„Życie świadome jest zarówno praktyką, jak i stanem umysłu, orientacją życiową(…) Nikt nie jest całkowicie niezdolny do rozszerzenia swojej świadomości”.
Nathaniel Branden
W poprzednim artykule omówiłam pierwszy z filarów poczucia własnej wartości. Korzystając z książki Nathaniela Brandena jako pomocy, wymieniłam w punktach co służy byciu świadomym a co temu zaprzecza. Taka przejrzystość pozwala przyjrzeć się zachowaniom, by ocenić w którą stronę zmierzamy- ku rozbudzeniu własnej uważności czy wręcz przeciwnie. Bardzo pomocne jest również prowadzenie dziennika świadomości, co aktywizuje mózg do kreatywnej aktywności a jednocześnie nastraja go na bycie uważnym w ciągu dnia.
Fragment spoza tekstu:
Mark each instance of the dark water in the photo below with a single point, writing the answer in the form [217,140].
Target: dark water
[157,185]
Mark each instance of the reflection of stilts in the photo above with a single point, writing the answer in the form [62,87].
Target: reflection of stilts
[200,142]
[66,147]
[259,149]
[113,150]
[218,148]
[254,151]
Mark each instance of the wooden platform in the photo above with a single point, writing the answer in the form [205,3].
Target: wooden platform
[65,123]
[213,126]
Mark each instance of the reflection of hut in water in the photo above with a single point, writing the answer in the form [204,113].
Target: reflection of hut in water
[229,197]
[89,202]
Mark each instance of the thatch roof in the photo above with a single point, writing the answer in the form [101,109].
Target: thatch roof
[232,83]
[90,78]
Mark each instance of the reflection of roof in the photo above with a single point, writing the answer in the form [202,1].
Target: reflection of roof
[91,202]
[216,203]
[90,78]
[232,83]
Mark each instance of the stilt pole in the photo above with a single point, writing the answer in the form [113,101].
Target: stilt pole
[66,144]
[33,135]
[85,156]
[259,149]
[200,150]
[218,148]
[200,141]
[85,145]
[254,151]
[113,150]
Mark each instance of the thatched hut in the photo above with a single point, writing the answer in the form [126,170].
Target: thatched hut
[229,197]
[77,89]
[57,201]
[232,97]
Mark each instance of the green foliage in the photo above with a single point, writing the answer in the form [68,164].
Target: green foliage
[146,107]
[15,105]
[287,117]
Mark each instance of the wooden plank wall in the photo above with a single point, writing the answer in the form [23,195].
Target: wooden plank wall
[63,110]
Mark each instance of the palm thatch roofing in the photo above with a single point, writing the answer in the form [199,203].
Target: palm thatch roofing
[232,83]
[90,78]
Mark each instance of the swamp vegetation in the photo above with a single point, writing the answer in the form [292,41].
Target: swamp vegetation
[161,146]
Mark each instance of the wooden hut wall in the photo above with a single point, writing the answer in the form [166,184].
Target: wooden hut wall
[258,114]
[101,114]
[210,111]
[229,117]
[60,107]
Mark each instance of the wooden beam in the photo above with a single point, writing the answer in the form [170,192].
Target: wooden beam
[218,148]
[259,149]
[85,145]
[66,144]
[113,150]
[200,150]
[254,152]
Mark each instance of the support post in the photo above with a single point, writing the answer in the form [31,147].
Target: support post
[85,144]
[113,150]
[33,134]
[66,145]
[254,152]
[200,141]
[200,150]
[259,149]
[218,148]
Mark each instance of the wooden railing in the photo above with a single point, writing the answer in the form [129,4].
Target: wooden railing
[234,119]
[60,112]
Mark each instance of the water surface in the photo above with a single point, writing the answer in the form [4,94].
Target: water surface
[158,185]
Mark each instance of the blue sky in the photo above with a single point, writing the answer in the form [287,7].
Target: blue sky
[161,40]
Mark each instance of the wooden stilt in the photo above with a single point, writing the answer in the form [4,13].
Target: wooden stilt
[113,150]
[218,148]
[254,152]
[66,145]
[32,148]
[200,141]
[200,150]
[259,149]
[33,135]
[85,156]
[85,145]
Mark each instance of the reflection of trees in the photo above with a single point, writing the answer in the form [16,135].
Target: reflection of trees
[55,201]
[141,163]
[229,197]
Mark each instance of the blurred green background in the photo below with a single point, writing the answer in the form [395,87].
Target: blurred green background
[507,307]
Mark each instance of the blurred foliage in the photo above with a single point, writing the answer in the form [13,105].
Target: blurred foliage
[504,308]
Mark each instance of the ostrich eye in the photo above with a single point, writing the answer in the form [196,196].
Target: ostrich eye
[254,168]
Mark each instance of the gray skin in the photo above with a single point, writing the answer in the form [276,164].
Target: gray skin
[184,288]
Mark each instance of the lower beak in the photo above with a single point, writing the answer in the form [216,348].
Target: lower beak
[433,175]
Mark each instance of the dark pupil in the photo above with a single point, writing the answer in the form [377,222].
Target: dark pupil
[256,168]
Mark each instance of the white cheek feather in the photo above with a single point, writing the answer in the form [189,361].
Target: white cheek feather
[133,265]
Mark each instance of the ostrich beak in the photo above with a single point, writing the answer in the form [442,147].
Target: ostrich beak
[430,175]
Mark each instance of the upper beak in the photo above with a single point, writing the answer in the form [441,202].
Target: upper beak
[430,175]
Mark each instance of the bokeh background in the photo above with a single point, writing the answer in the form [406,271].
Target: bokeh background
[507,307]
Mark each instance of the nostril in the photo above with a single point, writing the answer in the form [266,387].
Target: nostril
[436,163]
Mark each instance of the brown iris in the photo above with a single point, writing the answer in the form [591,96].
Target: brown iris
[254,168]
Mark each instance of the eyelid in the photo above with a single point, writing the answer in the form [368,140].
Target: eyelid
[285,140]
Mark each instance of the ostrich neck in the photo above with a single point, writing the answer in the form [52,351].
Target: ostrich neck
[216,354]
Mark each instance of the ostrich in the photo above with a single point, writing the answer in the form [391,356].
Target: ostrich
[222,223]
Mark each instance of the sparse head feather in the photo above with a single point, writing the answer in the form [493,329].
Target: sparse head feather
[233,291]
Najprostszym przykładem może być twórcza zabawa w rozpisywanie się czym jest dla nas życie świadome. Weź do ręki kartkę, długopis i napisz następujący człon zdania „Życie świadome oznacza dla mnie…” następnie dopisz czym dla ciebie jest, co oznacza, jakie uczucia towarzyszą twoim zdaniem życiu świadomemu. Kombinacji jest mnóstwo i nie ma złych odpowiedzi. Najważniejsze, by nie koncentrować się na logice pisania a skupić się raczej na twórczym tempie, po to by zaktywizować prawą półkulę mózgu. Sama także to robiłam przez kilka tygodni, dzięki czemu zauważyłam, że nieustannie co kilkanaście linijek pojawia się u mnie to samo zdanie: Życie świadome oznacza dla mnie bycie w pełni tu i teraz.
Uzmysłowiłam sobie, że to jest coś do czego zawsze zmierzałam- że bycie w teraźniejszości bez obaw i oczekiwań jest dla mnie absolutnym priorytetem jeżeli chcę być szczęśliwa. A więc nad tym aspektem szczególnie powinnam popracować. Nad kontemplacją chwili obecnej. Na spoczywaniu w tym co się właśnie wydarza. Na zgodzie by to, co było- odeszło, jednocześnie pozwalając bez lęku nadejść przyszłości.
A czego ty się o sobie dowiesz? Miłego, twórczego dnia z samym sobą!